Let $M$ be a connected, simply connected, oriented, closed, smooth four-manifold which is spin (or equivalently having even intersection form) and put $M^{\times }≔M\setminus \left\{\mathrm{point}\right\}$. In this paper we prove that if $X^{\times }$ is a smooth four-manifold homeomorphic but not necessarily diffeomorphic to $M^{\times }$ (more precisely, it carries a smooth structure à la Gompf) then $X^{\times }$ can be equipped with a complete Ricci-flat Riemannian metric. As a byproduct of the construction it follows that this metric is self-dual as well consequently $X^{\times }$ with this metric is in fact a hyper-Kähler manifold. In particular we find that the largest member of the Gompf–Taubes radial family of large exotic ${\mathbb{R}}^4$’s admits a complete Ricci-flat metric (and in fact it is a hyper-Kähler manifold).

These Riemannian solutions are then converted into Ricci-flat Lorentzian ones thereby exhibiting lot of new vacuum solutions which are not accessible by the initial value formulation.
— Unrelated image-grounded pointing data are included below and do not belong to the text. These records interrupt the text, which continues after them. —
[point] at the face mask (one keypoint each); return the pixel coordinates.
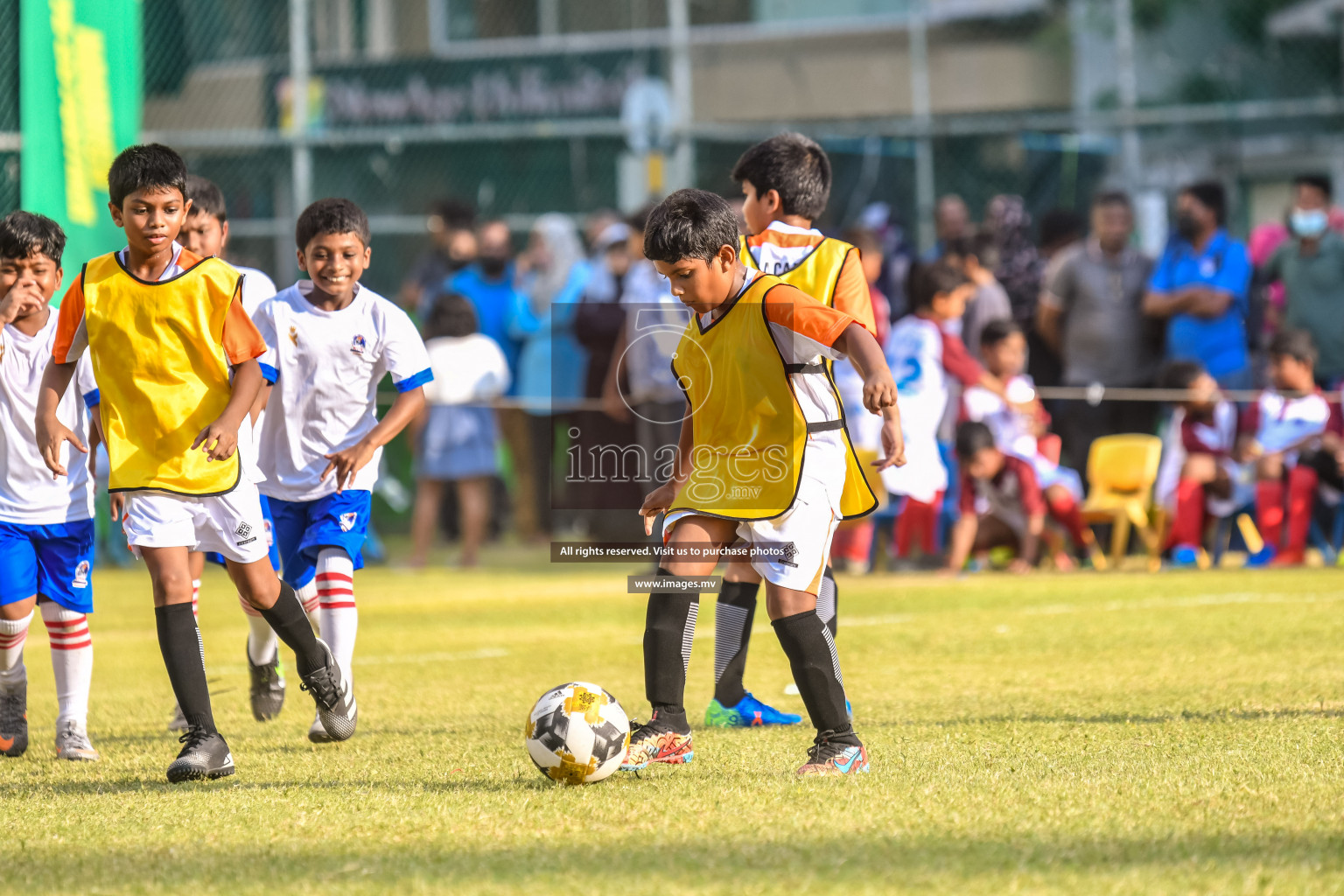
(1187, 226)
(1309, 223)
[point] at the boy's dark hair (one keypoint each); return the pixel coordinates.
(1213, 196)
(145, 167)
(452, 315)
(1296, 344)
(1179, 375)
(206, 198)
(792, 164)
(973, 437)
(1318, 182)
(331, 216)
(24, 234)
(690, 223)
(1060, 228)
(1113, 198)
(998, 331)
(933, 280)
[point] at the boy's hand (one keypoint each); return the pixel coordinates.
(218, 441)
(52, 434)
(348, 462)
(879, 389)
(892, 444)
(657, 501)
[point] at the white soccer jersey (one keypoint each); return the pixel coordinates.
(327, 367)
(1012, 429)
(29, 494)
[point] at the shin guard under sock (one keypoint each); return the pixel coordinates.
(816, 669)
(668, 632)
(732, 618)
(185, 657)
(290, 624)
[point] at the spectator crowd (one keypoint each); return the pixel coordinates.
(553, 393)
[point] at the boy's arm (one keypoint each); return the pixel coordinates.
(660, 499)
(220, 439)
(52, 433)
(353, 459)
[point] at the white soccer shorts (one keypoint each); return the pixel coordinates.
(230, 524)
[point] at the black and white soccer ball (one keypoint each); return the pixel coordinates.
(577, 734)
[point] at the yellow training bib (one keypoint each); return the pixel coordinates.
(749, 430)
(163, 376)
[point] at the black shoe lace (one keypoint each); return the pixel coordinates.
(193, 737)
(323, 685)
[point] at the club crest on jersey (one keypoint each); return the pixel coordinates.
(80, 579)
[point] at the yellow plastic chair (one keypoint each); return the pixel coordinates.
(1121, 472)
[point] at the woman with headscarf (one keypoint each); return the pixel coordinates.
(550, 367)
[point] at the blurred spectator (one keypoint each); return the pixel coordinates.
(1200, 288)
(550, 366)
(1015, 262)
(1311, 266)
(1092, 315)
(453, 248)
(990, 301)
(604, 494)
(454, 436)
(950, 220)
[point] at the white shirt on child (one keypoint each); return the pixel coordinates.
(29, 494)
(466, 369)
(327, 367)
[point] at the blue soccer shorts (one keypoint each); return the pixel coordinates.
(270, 537)
(52, 560)
(303, 528)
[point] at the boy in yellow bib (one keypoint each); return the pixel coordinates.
(785, 186)
(762, 457)
(176, 359)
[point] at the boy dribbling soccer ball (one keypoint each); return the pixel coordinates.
(741, 474)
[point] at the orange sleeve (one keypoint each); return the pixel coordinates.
(242, 339)
(852, 296)
(69, 320)
(802, 313)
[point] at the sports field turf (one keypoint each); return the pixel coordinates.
(1135, 734)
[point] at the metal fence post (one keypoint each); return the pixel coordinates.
(920, 107)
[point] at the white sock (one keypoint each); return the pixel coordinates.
(72, 660)
(336, 602)
(308, 597)
(14, 633)
(262, 642)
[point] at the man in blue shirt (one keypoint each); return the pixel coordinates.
(1200, 288)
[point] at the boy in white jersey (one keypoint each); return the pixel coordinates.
(206, 233)
(330, 341)
(1004, 352)
(46, 524)
(922, 354)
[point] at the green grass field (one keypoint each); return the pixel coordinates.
(1068, 734)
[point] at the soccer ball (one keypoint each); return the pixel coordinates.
(577, 734)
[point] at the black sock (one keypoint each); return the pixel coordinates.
(732, 632)
(668, 629)
(290, 625)
(816, 670)
(828, 601)
(185, 657)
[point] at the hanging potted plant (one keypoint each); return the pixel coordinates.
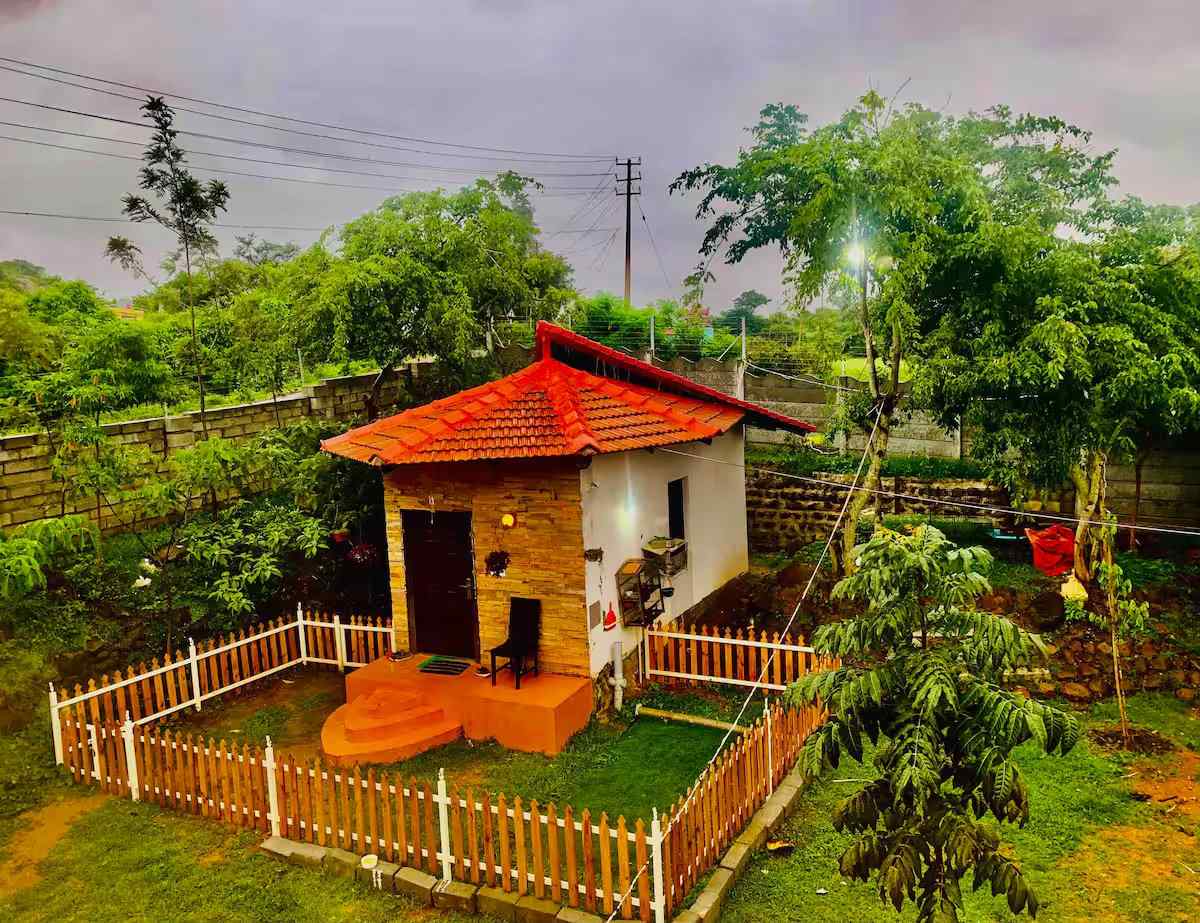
(497, 563)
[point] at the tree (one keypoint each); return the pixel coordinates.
(258, 252)
(425, 274)
(1101, 336)
(187, 209)
(923, 688)
(877, 198)
(744, 310)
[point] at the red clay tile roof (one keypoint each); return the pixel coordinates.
(552, 409)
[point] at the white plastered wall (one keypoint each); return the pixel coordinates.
(625, 504)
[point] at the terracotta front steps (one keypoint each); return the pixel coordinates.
(384, 726)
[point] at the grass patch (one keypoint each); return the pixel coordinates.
(129, 861)
(1080, 808)
(28, 774)
(617, 768)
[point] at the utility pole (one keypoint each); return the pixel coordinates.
(629, 179)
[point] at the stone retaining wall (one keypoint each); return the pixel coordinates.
(29, 491)
(784, 515)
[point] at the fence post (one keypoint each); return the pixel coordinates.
(340, 642)
(660, 909)
(304, 641)
(131, 760)
(771, 761)
(273, 793)
(443, 801)
(55, 726)
(196, 672)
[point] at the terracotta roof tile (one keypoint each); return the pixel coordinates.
(553, 409)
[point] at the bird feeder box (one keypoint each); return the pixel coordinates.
(640, 592)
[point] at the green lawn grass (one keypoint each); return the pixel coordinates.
(1073, 798)
(133, 862)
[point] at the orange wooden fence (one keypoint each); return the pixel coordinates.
(219, 666)
(703, 822)
(706, 654)
(575, 857)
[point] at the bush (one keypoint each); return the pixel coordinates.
(798, 459)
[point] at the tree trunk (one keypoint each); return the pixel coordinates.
(877, 450)
(371, 401)
(196, 340)
(1089, 507)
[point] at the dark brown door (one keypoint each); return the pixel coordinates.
(439, 576)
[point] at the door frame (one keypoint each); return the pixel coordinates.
(411, 609)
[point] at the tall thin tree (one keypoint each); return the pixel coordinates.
(186, 208)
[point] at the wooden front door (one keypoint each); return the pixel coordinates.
(439, 575)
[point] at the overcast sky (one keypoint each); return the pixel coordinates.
(673, 83)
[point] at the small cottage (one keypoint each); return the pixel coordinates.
(588, 495)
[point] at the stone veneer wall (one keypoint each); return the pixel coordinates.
(28, 492)
(785, 515)
(546, 546)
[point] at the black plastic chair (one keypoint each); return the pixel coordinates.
(525, 625)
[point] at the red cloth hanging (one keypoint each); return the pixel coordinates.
(1054, 550)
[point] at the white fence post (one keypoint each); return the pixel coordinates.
(444, 826)
(340, 642)
(131, 760)
(196, 673)
(771, 761)
(273, 793)
(304, 641)
(55, 726)
(660, 900)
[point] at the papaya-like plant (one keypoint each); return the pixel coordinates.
(922, 682)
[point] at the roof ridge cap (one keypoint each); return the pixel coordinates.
(565, 403)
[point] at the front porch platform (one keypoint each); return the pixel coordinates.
(394, 712)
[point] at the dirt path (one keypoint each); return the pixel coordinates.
(33, 843)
A natural physical interpretation of them in the context of the strong cosmic censorship conjecture and topology change is discussed.

让 $\mathrm{中号}$ 是一个连接的，简单连接的，定向的，闭合的，光滑的四歧管，该四歧管旋转（或等效地具有偶数相交形式）并放置 ${\mathrm{中号}}^{\times }≔\mathrm{中号}\setminus \left\{\mathrm{观点}\right\}$。在本文中，我们证明$X^{\times }$ 是光滑的四流形同胚，但不一定对 ${\mathrm{中号}}^{\times }$（更确切地说，它带有一个光滑结构点菜Gompf）然后$X^{\times }$可以配备完整的Ricci-flat Riemannian度量。作为构造的副产品，因此该度量标准也是自对偶的$X^{\times }$使用此度量标准实际上是超凯勒流形。特别是，我们发现Gompf–Taubes径向异域家族的最大成员${\mathbb{[R}}^4$承认了完整的Ricci-flat指标（实际上，它是一个超Kähler流形）。

然后，将这些黎曼解决方案转换为Ricci-flat Lorentzian解决方案，从而展示出许多新的真空解决方案，这些价值无法通过初始值公式获得。讨论了在强大的宇宙检查猜想和拓扑变化的背景下对它们的自然物理解释。